FACTUAL AND PROCEDURAL HISTORY

The respondents, Jerry Rick Meadows, Mary Meadows, Jozet Gillion and Gerald Faulkner are criminal defendants indicted at the May 2009 term of the Webster County Grand Jury in a joint indictment containing twenty-four felony counts for various offenses related to delivery of controlled substances and conspiracy to deliver controlled substances. These crimes allegedly occurred in Webster County between November 2008, and January 2009. Multiple confidential informants were used by the Central West Virginia Drug Task Force and the West Virginia State Police, Bureau of Criminal Investigations to allegedly purchase various controlled substances from the defendants between November 2008, and January 2009. Respondents Jerry Rick Meadows, Mary Meadows, and Jozet Gillion were arraigned on May 15, 2009, and Respondent Gerald Faulkner was arraigned on May 22, 2009. A joint trial for all four defendants was scheduled for August 18, 2009, and a pre-trial hearing was set for July 24, 2009.

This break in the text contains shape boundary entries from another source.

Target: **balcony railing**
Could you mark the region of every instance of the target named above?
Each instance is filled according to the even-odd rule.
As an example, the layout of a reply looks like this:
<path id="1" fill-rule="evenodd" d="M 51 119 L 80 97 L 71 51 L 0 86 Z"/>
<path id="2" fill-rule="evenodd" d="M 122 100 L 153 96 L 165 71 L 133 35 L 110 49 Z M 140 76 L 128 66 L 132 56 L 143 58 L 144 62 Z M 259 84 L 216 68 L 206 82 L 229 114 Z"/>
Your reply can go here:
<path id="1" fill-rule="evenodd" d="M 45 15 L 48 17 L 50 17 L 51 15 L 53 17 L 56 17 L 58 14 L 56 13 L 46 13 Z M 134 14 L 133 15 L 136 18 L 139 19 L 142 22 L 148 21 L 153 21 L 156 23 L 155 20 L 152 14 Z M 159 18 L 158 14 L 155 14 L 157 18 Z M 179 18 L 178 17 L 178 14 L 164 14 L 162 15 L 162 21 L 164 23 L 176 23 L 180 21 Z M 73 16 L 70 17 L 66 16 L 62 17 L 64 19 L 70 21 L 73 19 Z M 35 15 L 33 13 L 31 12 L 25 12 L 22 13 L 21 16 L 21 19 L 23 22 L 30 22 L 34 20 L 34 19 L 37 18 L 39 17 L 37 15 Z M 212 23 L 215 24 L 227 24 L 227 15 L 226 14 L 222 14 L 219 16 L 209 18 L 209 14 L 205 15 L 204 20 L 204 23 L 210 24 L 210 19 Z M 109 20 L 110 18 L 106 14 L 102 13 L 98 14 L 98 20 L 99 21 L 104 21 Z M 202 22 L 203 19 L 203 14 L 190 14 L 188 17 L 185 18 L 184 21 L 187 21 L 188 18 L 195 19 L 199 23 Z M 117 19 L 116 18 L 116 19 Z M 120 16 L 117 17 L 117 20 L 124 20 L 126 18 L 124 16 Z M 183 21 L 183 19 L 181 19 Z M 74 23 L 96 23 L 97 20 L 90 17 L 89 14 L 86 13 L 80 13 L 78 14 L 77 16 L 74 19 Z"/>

In each of the Respondents’ arraignment orders the circuit eoui’t set a discovery schedule as follows:

1. Trial of this matter shall begin on August 18, 2009, at 9:00 a.m.;
2. The defendant shall file any discovery motions within 20 days hereof, and the State shall respond to the same within 20 days thereafter, including the name and address of the confidential informant;
3. All pre-trial motions shall be filed on or by July 17, 2009;
4. Any pre-trial motions not filed or properly set for hearing shall be deemed waived.

(Emphasis added).

Additionally, during the January 2009 term of Court, the circuit court, without any objection by the State, began requiring the State to insert the following paragraph into all written plea agreements involving drag buys:

The defendant and the State acknowledge that the defendant has an absolute right to disclosure of the identity of the confidential informant in this case. The defendant hereby waives his right to receive any information regarding the identity of the confidential informant. The defendant understands that, by waiving this right, he cannot later complain that he did not receive that information or that his counsel was ineffective for failing to obtain that information prior to entering a plea.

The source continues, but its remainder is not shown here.